The competition watchdog fears Tasmanian dairy farmers could feel a price squeeze if Canadian giant Saputo swallows the local cheese businesses run by rival Lion Dairy and Drinks.
The proposed $280 million acquisition of Lion’s processing plants in Tasmania’s northwest would result in up to 80 per cent of the raw milk produced in Tasmania being bought by either Saputo or rival Fonterra, which holds the biggest market share in the state.
The ACCC warned this new dynamic could decrease the intensity of competition for milk, resulting in lower farmgate prices and worse terms of supply being offered to farmers.
“The market for the acquisition of raw milk in Tasmania is already concentrated,” the ACCC said in its statement of issues on Thursday.
“The proposed acquisition would combine processing plants of the second and third largest acquirers of raw milk”.
Saputo, which operates a milk processing plant at Smithton in Tasmania’s northwest, would increase its market share to about 35 per cent if it acquired the Lion facilities in Burnie and King Island as proposed.

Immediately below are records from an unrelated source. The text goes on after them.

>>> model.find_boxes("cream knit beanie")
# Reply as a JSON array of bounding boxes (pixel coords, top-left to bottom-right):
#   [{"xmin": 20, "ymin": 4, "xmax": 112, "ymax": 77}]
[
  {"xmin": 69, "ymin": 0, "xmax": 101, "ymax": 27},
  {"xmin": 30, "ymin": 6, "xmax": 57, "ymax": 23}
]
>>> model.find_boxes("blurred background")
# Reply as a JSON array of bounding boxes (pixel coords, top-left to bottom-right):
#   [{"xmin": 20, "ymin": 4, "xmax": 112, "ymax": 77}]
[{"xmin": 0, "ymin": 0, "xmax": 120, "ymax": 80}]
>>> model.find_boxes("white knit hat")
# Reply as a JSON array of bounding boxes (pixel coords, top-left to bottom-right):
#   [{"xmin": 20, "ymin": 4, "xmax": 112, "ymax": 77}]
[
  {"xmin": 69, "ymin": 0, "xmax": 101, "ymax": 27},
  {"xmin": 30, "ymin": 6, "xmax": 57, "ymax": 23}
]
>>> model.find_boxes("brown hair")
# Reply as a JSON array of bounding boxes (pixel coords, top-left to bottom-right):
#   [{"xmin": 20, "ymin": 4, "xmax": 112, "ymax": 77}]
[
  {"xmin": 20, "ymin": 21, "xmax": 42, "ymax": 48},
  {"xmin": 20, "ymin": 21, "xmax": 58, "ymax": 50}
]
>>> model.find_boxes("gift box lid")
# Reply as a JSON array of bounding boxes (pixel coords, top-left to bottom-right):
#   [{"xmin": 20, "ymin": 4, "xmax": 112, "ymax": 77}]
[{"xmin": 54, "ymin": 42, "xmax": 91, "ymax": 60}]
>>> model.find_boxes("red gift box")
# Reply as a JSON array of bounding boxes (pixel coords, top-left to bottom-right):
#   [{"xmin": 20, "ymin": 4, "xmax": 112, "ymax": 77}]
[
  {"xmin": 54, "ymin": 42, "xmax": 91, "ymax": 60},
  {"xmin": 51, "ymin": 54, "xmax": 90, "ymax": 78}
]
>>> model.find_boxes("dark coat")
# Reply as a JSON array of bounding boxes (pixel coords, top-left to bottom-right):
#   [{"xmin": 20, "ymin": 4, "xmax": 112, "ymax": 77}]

The Canadian company would also add the South Cape, King Island Dairy and Tasmanian Heritage bands to an Australian stable that already includes Coon, Cracker Barrel, Devondale and Sungold, following the $1.3 billion purchase of Murray Goulburn last year.
That deal also required the ACCC to step in, with the acquisition going through only after Saputo agreed to divest its Koroit plant, which was bought by Bega Cheese.
Submissions on Saputo’s proposed deal with Kirin-owned Lion are being sought from interested parties, particularly regarding whether the remaining processors in Tasmania would constrain Saputo post-acquisition from lowering its farmgate milk prices.
A final decision will be delivered on September 26.